Marina Otero is head of the social design masters at Design Academy Eindhoven. The program focuses on roles for designers attuned to contemporary ecological and social challenges. From 2015 to 2022, she was the director of research at Het Nieuwe Instituut (HNI), the Dutch Institute for Architecture, Design and Digital Culture. At HNI, she led initiatives focused on labor, extraction, and mental health from an architectural and post-anthropocentric perspective, including “Automated Landscapes,” “BURN-OUT: Exhaustion on a Planetary Scale,” and “Lithium.” Otero received an MS in critical, curatorial and conceptual practices in architecture from Columbia University’s Graduate School of Architecture, Planning and Preservation in 2013 and completed her PhD at Escuela Técnica Superior de Arquitectura de Madrid in 2016. She is a co-editor of Unmanned: Architecture and Security Series (2016), After Belonging: The Objects, Spaces, and Territories of the Ways We Stay In Transit (2016), Architecture of Appropriation (2019), and More-than-Human (2020); and editor of Work, Body, Leisure (2018).
With “Future Storage: Architectures to Host the Metaverse,” Otero examines new architecture paradigms for storing data and how reimagining digital infrastructures could meet the unprecedented demands facing the world today−questioning the functionality, efficiency, and sustainability of the colossal data storage centers and facilities managed across the globe. This research explores innovations in data storing architectures attuned to social and ecological challenges, land availability, the growing cost of energy, and changing data. The research proposal analyzes historical and contemporary cases and engages with experts, local communities, and ecosystems. Otero has already conducted fieldwork in France, the Netherlands, and the UK. The Wheelwright Prize would expand research visits to include Singapore, Australia, Nigeria, California, Iceland, Sweden, and Chile. The fieldwork, data collection, and prototype development, among additional research, will all result in the first manual for global data center architecture design containing examples of ecological, circular, and egalitarian data storage models. This manual will ultimately inform an open-source design course syllabus and a series of public programs bringing designers and service providers together.
Feifei Zhou: “Between Land and Water: Architecture of Porosity”

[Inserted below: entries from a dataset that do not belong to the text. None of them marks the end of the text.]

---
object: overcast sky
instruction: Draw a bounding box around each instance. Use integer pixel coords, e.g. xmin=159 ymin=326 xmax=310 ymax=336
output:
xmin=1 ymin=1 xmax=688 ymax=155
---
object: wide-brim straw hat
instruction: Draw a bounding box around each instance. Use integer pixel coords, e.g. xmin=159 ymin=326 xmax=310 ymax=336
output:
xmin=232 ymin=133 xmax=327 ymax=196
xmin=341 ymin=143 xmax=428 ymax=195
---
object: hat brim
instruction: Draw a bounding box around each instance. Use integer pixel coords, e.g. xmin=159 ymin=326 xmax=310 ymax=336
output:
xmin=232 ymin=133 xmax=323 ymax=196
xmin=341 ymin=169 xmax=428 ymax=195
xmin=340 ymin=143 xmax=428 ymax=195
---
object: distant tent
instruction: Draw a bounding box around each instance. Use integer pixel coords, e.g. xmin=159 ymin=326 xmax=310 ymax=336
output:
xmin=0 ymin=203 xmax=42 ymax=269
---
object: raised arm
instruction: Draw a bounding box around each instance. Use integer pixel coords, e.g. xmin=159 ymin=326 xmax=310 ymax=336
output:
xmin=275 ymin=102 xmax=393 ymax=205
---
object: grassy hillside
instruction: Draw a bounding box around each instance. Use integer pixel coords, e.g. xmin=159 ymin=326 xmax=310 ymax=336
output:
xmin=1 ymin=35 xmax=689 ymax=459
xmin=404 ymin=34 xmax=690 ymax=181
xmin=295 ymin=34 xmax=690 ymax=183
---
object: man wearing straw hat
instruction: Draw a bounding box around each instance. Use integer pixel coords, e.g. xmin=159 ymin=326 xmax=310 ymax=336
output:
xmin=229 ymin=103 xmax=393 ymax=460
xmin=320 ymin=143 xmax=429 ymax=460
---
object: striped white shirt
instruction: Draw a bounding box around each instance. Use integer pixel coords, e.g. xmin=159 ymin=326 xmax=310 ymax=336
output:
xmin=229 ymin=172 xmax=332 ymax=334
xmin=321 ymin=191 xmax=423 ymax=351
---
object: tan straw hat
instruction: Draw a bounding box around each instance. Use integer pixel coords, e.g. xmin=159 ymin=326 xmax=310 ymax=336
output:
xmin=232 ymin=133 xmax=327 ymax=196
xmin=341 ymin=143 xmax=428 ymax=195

Feifei Zhou is a Chinese-born artist and architect who works between China and London. She holds a BArch from the University of Sheffield, UK (2014) and an MArch from Royal College of Art in London (2018). Her work explores spatial, cultural, and ecological impacts of the industrialized built environment. She co-edited the digital publication Feral Atlas: The More-than-Human Anthropocene (2020). Zhou is currently an associate lecturer at Central Saint Martins, University of the Arts London.
With “Between Land and Water,” Zhou investigates the future of coastal architecture, specifically architecture that allows porosity at the land-water interface, and its potential in combating coastal natural disasters and participating in human and nonhuman livelihoods. Zhou’s research brings her to Southeast Asia’s coastlines where rapid urbanization is only compounded by the social and ecological tensions in the region. This proposal also takes a critical look at social and ecological tensions of the simultaneous decline of Southeast Asia’s small-scale farming and the vernacular stilt houses, as well as the growing dependence on large-scale infrastructures. “Between Land and Water” aims to combine academic research with local-based practice and explore the potential of architecture as the contemporary answer of coastal environmental challenges through allowing more-than-human cohabitation.
For the Wheelwright Prize, Zhou plans to create and produce visual essays that will be exhibited together as a series, accompanied by other produced work such as photographs, publications, and material studies. Zhou proposes that each visual essay represents site-specific social and environmental complexities facing Southeast Asia, but that together they will offer a matrix of connections and comparisons of interregional coastal built environments.